El ciclista ve todo aquello que, otros ritmos, le condenarían a la ceguera. Con esa mirada atenta del ciclista, vi una Zarigüeya: la que en los jardines de la alta alcurnia, no es más que una bestia rastrera que provoca, por su apariencia, que se quede afuera. La vi cruzar despavorida emitiendo alaridos, en principio incomprensibles, pero luego, como canto audibles:
Entre tantos seres que en el teatro de la vida fueres
siempre un nombre de seguro obtuvieres.
Bigotes al gato, Tobías al can
al loro Plutarco y a la Yegua Penanco.
Si extremista fuera: a la ternera Manola
y al marrano sin cola: Aureola.
Fuera gato, yegua o marrano
siempre un nombre, aunque en el mismo llano
me hubiera erguido como colombiano.
Pero fui Zarigüeya, que noble y rastrera
pareciera que nunca hiciera mella.
Fui Chucha que con silencio y lucha
de ningún nombre alabanzas muchas.
Fui Zarigüeya que en la calle Marsella
atravesó el tráfico como una epopeya.
A riesgo de una muerte maltrecha
o por el cruce, de nervios deshecha.
Espanté ciclistas de tan cerca que crucé
y hasta carrocerías rocé.
Me encaminé, aunque con susto a cruzar
tan rápido como a la muerte viene el altar.
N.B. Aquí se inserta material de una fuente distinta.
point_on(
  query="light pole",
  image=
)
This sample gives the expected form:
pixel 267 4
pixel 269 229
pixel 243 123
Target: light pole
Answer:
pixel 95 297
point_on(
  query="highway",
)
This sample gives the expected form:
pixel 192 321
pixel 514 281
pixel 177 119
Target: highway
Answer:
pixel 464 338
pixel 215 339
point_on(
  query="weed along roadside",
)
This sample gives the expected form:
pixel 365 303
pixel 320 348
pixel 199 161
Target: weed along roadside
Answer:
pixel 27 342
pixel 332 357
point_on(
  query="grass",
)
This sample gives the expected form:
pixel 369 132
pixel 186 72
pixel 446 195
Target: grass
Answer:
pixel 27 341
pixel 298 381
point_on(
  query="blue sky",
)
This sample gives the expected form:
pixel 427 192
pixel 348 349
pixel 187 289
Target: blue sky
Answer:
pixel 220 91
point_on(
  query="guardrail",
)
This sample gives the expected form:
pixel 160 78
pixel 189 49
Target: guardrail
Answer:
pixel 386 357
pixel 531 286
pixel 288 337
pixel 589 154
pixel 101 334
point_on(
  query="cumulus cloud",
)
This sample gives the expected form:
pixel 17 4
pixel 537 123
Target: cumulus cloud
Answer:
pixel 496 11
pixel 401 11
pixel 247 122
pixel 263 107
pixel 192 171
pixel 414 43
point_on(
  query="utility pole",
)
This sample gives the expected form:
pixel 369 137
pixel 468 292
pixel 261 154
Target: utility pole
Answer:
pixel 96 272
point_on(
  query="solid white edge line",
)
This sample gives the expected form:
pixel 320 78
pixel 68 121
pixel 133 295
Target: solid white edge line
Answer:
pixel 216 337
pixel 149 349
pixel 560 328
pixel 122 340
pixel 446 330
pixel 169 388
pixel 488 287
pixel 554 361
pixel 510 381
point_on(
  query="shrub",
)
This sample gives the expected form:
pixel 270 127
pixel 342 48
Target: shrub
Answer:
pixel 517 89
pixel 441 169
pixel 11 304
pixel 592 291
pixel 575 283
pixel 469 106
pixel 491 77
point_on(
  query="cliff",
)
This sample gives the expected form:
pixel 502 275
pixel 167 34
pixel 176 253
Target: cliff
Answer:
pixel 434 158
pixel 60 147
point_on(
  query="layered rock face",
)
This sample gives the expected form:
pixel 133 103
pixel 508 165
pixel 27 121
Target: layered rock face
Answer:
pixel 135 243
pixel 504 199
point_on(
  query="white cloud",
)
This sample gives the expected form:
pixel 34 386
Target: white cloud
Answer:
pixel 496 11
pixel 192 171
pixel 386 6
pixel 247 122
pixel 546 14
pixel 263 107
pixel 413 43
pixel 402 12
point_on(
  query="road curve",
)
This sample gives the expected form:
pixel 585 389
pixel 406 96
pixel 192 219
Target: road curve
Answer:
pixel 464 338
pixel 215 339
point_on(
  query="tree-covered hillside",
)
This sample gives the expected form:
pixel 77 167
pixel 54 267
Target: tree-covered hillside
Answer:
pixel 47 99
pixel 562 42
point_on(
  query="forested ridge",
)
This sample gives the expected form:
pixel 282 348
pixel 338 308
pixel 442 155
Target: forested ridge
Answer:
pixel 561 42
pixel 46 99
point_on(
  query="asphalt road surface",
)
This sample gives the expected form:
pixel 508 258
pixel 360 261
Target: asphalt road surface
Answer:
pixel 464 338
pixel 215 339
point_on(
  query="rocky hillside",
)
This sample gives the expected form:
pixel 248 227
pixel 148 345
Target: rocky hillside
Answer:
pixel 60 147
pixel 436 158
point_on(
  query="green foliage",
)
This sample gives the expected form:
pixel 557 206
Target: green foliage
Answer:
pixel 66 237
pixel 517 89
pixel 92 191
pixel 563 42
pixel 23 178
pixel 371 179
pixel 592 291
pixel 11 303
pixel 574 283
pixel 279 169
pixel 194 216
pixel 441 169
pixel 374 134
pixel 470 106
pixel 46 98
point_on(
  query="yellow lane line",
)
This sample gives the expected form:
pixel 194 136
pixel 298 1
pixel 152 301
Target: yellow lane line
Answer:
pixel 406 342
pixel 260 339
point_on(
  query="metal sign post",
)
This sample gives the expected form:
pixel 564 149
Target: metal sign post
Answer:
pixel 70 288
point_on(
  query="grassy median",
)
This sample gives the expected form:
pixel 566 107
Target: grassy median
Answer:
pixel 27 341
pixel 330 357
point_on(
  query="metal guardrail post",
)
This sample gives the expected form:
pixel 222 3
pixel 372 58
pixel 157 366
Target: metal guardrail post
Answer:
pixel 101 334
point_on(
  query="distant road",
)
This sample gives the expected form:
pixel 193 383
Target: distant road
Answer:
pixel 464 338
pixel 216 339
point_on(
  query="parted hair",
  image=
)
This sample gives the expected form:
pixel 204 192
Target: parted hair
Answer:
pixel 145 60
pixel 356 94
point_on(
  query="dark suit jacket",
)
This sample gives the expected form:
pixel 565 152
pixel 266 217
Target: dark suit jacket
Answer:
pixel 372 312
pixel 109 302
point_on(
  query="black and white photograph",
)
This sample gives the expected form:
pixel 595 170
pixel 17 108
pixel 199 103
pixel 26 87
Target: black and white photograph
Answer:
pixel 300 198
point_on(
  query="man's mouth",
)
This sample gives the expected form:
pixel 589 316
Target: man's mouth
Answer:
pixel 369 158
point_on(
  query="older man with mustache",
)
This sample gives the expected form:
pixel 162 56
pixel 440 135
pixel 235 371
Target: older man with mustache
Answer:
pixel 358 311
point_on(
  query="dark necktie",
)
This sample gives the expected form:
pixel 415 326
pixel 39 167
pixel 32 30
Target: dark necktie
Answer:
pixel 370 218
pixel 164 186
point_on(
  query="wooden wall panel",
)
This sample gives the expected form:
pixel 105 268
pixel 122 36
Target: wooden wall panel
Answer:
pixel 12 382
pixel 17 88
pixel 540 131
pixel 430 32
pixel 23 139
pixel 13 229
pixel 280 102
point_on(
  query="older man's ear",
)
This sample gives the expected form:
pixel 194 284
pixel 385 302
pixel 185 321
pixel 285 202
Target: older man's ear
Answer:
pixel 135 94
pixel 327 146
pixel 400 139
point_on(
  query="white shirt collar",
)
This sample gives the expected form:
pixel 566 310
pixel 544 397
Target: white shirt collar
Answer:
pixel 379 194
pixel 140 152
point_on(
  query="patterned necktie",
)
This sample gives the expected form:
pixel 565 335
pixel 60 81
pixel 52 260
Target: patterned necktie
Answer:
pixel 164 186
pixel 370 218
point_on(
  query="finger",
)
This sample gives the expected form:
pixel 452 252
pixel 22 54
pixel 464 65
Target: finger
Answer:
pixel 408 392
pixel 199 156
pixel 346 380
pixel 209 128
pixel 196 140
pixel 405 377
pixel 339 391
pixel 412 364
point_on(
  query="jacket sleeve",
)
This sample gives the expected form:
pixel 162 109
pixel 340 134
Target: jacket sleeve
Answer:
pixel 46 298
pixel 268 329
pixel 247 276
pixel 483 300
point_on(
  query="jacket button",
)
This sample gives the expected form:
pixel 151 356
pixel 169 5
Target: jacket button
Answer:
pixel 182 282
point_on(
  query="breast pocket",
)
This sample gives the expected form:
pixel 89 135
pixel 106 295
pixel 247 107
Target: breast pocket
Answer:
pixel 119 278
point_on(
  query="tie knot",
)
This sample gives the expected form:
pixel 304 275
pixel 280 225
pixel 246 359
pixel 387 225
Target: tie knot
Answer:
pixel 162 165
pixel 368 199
Crucé, no sin antes, bocinas escuchar
impávida, cómo no, por lo que acababa de lograr.
Entonces caminé más, con las cerezas en mi paladar
hasta encontrar el recital de lloriqueos y demás:
catorce críos que sin nada que mascar
abrazaron las cerezas, la pecuela y el amar.
Recuerdo con sazón al ciclista que entre el tráfico me vio:
un solitario entendedor que con igual susto me sorteó.
Salvándome de su velocidad huyó
mientras, viento en popa, esta madre cruzó.
Ha de vivir esta madre, como quien a diario, el mundo conquistó:
para cruzar mañana y contar otra vez que el paladar de sus crías se hizo un jerez.
Que sobre el tráfico, con bravura, se abalanzó
y que en los mundos nublados por rumores mal hablados
se hizo un reflejo de los buenos mundos sembrados.